The code-sharing agreement was reached by Delta Air Lines, Northwest Airlines and Continental Airlines, respectively the nation's third-, fourth- and fifth-largest carriers.

The department's decision followed the airlines' announcement that they intend to proceed with the plan, announced in August, without satisfying concerns the department had raised.

"DOT will not abandon our statutory responsibility to consumers nor ignore the clear intent of Congress, which has specifically directed the DOT to review such matters for anti-competitive effects," spokesman Chet Lunner said.

He said the department intends to preserve competition among airlines.

Under a code-sharing agreement, airlines can sell passengers tickets on each others' flights.
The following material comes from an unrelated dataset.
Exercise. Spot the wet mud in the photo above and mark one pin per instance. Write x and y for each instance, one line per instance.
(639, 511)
Such pacts help carriers increase revenue by effectively enlarging their network of flights and destinations. When the three airlines announced the move last summer, they said it would help them stay competitive with US Airways and United Airlines, which had previously announced a code-sharing agreement.

Code-sharing is one way airlines can continue to attract customers even as they cut their networks and capacity in a bid to deal with decreased demand for flying. Business travelers, a lucrative market but one that has cut back flying even more than leisure travelers, still demand the largest possible selection of flights and available cities from their air carriers.
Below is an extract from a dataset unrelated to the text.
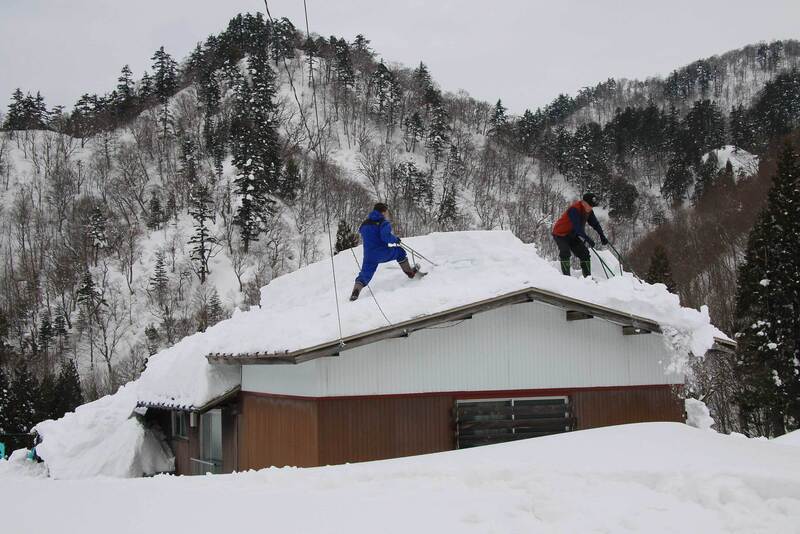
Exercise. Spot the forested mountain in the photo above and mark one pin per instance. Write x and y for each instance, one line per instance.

Delta has code-sharing agreements with Alitalia, Aeromexico, Air France and Korean Air. Northwest and Continental's alliance includes KLM Royal Dutch Airlines.

Code-sharing agreements require approval of regulators, but because code-sharing partners aren't necessarily allowed to discuss pricing and schedule plans with one another, the agreements are commonly approved.
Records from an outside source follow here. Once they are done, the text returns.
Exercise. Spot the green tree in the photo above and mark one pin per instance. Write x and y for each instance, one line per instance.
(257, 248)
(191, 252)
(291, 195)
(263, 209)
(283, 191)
In a joint statement issued Tuesday, Delta, Northwest and Continental said they decided to move forward with the marketing plan despite the DOT's objections.

'Some of DOT's conditions are unacceptable'

The three airlines objected to the department's conditions that they surrender under-utilized gates, limit the number of code-sharing flights during the first year of the agreement and refrain from making joint bids on lucrative corporate or travel agency contracts.

"We were prepared to accept most of the additional conditions that DOT sought to impose on us," the statement said. "However, some of DOT's conditions are unacceptable, and we will not agree to them."

An existing partnership between Continental and Northwest has lowered prices and increased service since it began in 1998, the airlines' statement said, and the proposed code-sharing agreement among the three airlines will have similar effects.

The Department of Justice has said the agreement could lower fares and improve service for passengers in many markets. The airlines said the Justice Department concluded that no other conditions were necessary to protect competition.

Lunner, however, said the airlines incorrectly argue that the department has no right to object to parts of their proposed agreement.

The Transportation Department plans to file a complaint with an administrative law judge, who will hold a hearing on the matter. The judge will then recommend a decision, which is subject to final review by the DOT. If the airlines disagree with the final decision, they could file with the U.S. Court of Appeals. 

Major airlines have made deep cuts in their schedules in the wake of the September 11, 2001 terrorist attacks, which decreased the demand for air travel. But those cuts have not been enough to return the carriers to profitability, leading to further cuts and the announcement from United last month that it was filing for bankruptcy protection.